- O Ministério das Relações Exteriores divulgou nota oficial apresentando profunda preocupação com a escalada de hostilidades no Golfo, classificada como grave ameaça à paz e à segurança internacionais.
- O Brasil condenou os ataques de Estados Unidos e Israel ao Irã e ressaltou que a Diplomacia é o caminho para a paz.
- A nova manifestação expressa solidariedade a países do Golfo atingidos por ações retaliatórias do Irã em 28 de fevereiro: Arábia Saudita, Bahrein, Catar, Emirados Árabes Unidos, Iraque, Kuwait e Jordânia.
- O governo pediu máxima contenção, respeito ao Direito Internacional e proteção de civis e infraestrutura civil, evitando a escalada do conflito.
- A nota reafirma a importância do diálogo e destaca o papel central das Nações Unidas na prevenção e na resolução de conflitos.
O Ministério das Relações Exteriores divulgou neste sábado uma nova nota oficial sobre a escalada militar no Oriente Médio.

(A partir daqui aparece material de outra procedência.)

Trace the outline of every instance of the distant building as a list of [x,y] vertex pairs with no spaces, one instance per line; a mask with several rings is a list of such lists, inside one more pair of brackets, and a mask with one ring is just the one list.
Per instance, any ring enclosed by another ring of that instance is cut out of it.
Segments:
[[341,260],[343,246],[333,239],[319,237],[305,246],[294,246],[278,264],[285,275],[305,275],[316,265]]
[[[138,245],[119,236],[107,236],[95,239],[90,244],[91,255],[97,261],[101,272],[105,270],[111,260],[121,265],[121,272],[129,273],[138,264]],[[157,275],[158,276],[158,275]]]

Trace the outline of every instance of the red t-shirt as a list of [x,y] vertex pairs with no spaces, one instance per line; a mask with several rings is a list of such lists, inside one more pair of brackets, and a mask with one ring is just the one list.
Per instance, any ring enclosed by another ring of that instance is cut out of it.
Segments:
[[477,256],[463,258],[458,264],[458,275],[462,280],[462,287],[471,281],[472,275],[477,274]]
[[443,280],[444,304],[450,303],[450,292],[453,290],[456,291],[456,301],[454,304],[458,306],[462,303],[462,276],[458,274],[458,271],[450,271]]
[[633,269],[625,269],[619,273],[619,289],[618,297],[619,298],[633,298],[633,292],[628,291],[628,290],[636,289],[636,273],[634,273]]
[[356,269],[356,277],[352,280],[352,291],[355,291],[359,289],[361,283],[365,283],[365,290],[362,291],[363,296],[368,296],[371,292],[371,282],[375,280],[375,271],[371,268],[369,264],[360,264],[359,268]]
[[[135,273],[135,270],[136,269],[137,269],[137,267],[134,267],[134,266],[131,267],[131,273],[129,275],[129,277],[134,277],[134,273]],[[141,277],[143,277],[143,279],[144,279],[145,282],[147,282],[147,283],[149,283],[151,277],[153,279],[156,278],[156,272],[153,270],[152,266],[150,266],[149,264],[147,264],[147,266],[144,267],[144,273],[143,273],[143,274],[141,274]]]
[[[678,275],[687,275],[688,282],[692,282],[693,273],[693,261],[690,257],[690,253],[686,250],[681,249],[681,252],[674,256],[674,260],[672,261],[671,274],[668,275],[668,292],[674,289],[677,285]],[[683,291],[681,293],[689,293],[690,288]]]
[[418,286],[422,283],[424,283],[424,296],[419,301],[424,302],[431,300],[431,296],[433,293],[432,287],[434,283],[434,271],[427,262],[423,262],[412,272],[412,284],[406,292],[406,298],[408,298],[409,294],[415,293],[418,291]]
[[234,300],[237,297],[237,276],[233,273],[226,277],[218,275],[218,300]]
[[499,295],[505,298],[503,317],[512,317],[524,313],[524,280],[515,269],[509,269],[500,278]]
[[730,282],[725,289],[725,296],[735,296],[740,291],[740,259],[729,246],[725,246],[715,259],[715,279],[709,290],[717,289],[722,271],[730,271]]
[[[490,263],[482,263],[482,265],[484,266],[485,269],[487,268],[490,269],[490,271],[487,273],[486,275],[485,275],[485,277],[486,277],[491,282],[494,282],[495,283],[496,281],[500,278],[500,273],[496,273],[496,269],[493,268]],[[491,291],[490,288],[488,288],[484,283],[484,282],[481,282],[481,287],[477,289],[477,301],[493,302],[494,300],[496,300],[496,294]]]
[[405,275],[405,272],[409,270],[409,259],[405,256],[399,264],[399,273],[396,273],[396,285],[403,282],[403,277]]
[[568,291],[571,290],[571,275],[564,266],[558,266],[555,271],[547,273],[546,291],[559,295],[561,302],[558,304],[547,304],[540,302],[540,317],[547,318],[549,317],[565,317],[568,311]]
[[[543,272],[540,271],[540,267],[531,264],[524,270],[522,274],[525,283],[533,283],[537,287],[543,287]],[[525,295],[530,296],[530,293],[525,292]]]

O governo brasileiro condenou os ataques realizados pelos Estados Unidos e por Israel contra alvos no Irã e, na sequência, manifestou solidariedade aos países do Golfo atingidos por retaliações.
O texto ressalta a profunda preocupação com a escalada de hostilidades e classifica o cenário como grave ameaça à paz e à segurança internacionais. O comunicado aponta impactos humanitários e econômicos de amplo alcance e pede a interrupção de ações militares ofensivas.
O Brasil reforça que todas as partes devem cumprir o Direito Internacional, evitar a escalada e proteger civis e infraestrutura civil. A nota expressa solidariedade à Arábia Saudita, Bahrein, Catar, Emirados Árabes Unidos, Iraque, Kuwait e Jordânia, alvos de ataques retaliatórios do Irã em 28 de fevereiro.
Além disso, o texto lamenta a perda de vidas civis e afirma o compromisso brasileiro com a proteção de civis, conforme o Direito Internacional Humanitário. O governo enfatiza a importância do diálogo e da negociação diplomática para a solução de conflitos.
Contexto diplomático e próximos passos
A nota reafirma que a diplomacia é o caminho viável e cita a atuação das Nações Unidas como papel central na prevenção e resolução de conflitos, conforme a carta fundadora da organização. O Brasil diz acompanhar a situação com atenção e continuará buscando a resolução pacífica.